Another question would be: in case of variational inference and ADVI is it worth worrying about multiprocessing at all? Maybe the gains are so negligible that I should just forget about this and move on?

Forgive any factual errors I might have done in the area of machine learning but I am a QA Engineer trying to research a performance issue on our kubernetes setup.

Thanks in advance for any tips and pointers.
Best and stay safe,

The source of the other threads will not be multiprocessing I think, but either openmp through theano if you have big datasets somewhere, or blas if you are using eg matrix-vector products.
You can configure the theano parallelization using as described here:
For BLAS it depends a bit on which implementation you are using (one of MKL, openblas, blis probably).
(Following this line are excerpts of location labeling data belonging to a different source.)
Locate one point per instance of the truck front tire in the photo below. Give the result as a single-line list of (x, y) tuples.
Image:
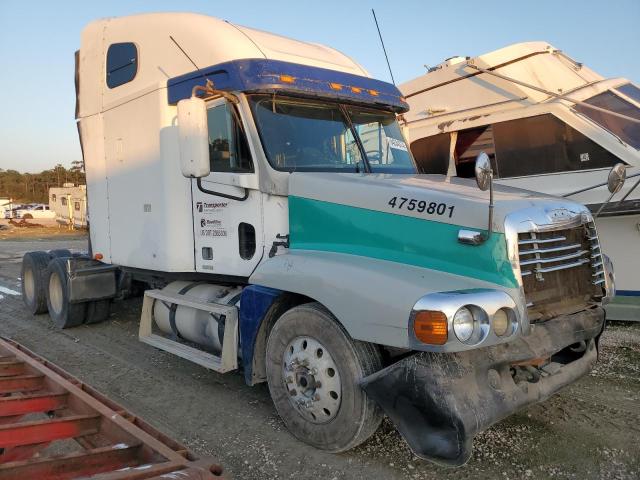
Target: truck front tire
[(313, 370), (34, 281), (63, 313)]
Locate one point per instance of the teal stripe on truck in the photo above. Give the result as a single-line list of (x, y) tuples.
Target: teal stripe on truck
[(332, 227)]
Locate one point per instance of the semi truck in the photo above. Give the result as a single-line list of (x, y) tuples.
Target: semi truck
[(260, 191)]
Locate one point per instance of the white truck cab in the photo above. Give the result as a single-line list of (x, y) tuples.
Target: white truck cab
[(261, 191)]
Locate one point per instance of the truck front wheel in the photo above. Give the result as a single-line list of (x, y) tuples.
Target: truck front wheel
[(34, 281), (313, 370)]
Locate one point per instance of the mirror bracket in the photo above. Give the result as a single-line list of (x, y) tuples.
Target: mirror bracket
[(484, 180)]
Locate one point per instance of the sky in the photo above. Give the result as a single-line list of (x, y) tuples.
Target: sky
[(38, 40)]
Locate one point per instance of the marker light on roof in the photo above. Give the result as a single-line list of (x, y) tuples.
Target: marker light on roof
[(287, 79)]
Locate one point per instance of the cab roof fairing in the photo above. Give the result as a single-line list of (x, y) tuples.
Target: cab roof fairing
[(263, 76)]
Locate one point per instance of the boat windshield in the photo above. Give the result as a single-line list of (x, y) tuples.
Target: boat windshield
[(314, 136), (627, 130)]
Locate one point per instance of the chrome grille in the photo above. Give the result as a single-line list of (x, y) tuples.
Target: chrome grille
[(562, 270)]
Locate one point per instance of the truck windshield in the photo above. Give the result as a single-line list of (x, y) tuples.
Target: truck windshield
[(312, 136), (626, 129)]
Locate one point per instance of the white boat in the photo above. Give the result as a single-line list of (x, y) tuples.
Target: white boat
[(549, 124)]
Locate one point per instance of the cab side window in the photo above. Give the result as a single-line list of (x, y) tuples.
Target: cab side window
[(545, 144), (228, 148), (122, 64)]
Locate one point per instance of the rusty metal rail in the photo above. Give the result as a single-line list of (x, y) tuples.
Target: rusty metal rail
[(54, 427)]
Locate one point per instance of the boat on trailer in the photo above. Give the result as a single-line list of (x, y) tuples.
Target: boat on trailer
[(549, 124)]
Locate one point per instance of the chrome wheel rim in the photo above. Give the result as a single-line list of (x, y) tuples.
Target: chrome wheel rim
[(55, 293), (312, 380), (29, 284)]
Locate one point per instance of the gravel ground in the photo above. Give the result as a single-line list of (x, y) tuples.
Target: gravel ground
[(589, 430)]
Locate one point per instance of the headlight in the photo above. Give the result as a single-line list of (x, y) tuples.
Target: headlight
[(463, 324)]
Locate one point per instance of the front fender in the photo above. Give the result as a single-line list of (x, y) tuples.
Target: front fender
[(371, 298)]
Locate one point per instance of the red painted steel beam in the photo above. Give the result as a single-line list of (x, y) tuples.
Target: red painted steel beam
[(38, 402), (22, 383), (75, 465), (28, 433), (22, 452)]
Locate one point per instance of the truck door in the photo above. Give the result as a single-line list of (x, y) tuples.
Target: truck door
[(227, 204)]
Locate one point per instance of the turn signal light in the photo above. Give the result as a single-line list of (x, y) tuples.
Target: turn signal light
[(431, 327)]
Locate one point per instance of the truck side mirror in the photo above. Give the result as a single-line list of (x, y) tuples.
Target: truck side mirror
[(194, 137), (484, 174)]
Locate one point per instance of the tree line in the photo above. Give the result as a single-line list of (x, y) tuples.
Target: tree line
[(34, 187)]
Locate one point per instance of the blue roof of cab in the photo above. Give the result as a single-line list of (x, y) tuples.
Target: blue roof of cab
[(263, 76)]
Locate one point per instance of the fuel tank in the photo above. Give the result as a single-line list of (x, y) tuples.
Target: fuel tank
[(197, 326)]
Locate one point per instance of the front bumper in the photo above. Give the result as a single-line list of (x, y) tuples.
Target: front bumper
[(439, 401)]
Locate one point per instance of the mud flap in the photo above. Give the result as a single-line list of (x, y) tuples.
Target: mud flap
[(439, 401)]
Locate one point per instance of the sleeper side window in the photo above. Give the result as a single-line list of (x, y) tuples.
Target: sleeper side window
[(432, 153), (228, 148), (122, 64), (545, 144)]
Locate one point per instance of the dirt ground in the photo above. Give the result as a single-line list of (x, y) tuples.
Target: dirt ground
[(589, 430)]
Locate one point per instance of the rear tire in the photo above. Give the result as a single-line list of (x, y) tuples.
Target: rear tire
[(34, 281), (334, 414), (63, 313)]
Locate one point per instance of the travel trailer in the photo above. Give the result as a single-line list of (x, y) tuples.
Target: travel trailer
[(69, 203), (261, 190), (549, 124)]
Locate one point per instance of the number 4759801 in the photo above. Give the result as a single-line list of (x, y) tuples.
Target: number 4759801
[(421, 206)]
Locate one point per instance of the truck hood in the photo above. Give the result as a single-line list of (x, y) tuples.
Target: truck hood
[(414, 220), (455, 201)]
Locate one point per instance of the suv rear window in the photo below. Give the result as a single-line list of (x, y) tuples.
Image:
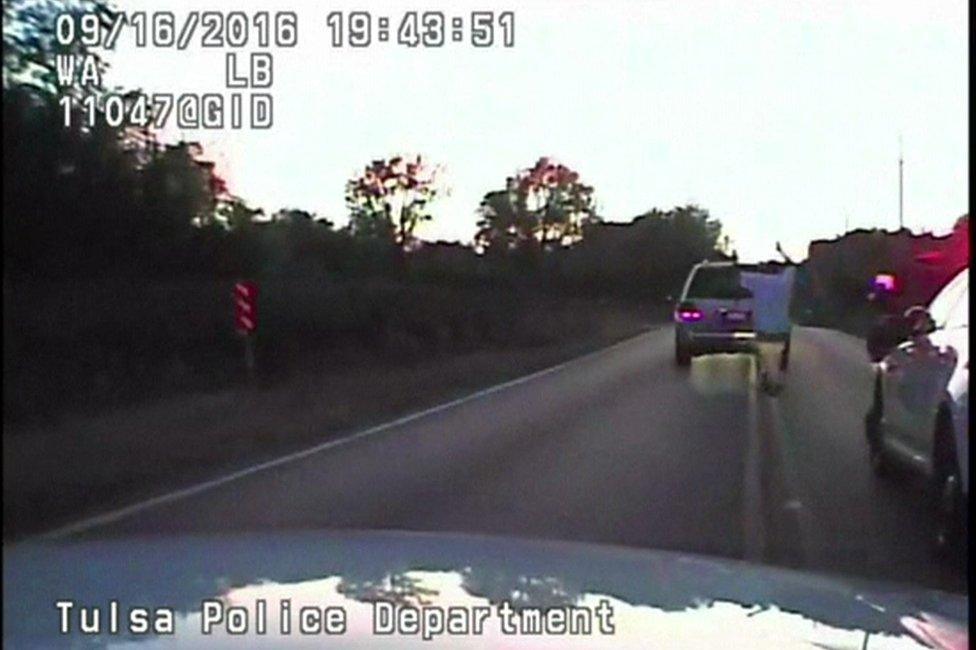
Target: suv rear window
[(722, 282)]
On an intel cpu usually MKL is the goto implementation, you should get that automatically if it is using conda internally, I’m not sure how that works on your base image.
You should be able to control the number of MKL threads with the environment variable OMP_NUM_THREADS.
If the trouble is worth it really depends on your model. If you do large matrix vector products it might very well be.

Thanks. I have attempted setting OMP_NUM_THREADS=8 and it still only utilizes 4. config.openmp is set to True in theanorc. Is there anything else I can try?

Which BLAS is it?
I’d try disableing parallelization and then switch in on one by one to find out what’s going on.
Or, maybe better: try pref record and perf report to see what it is actually doing.

Okay, new development. OMP_NUM_THREADS variable works fine. But only if I set it to below 4. I limited it to 2 and it worked. But when I increased it to 8 it reached only 4 cores.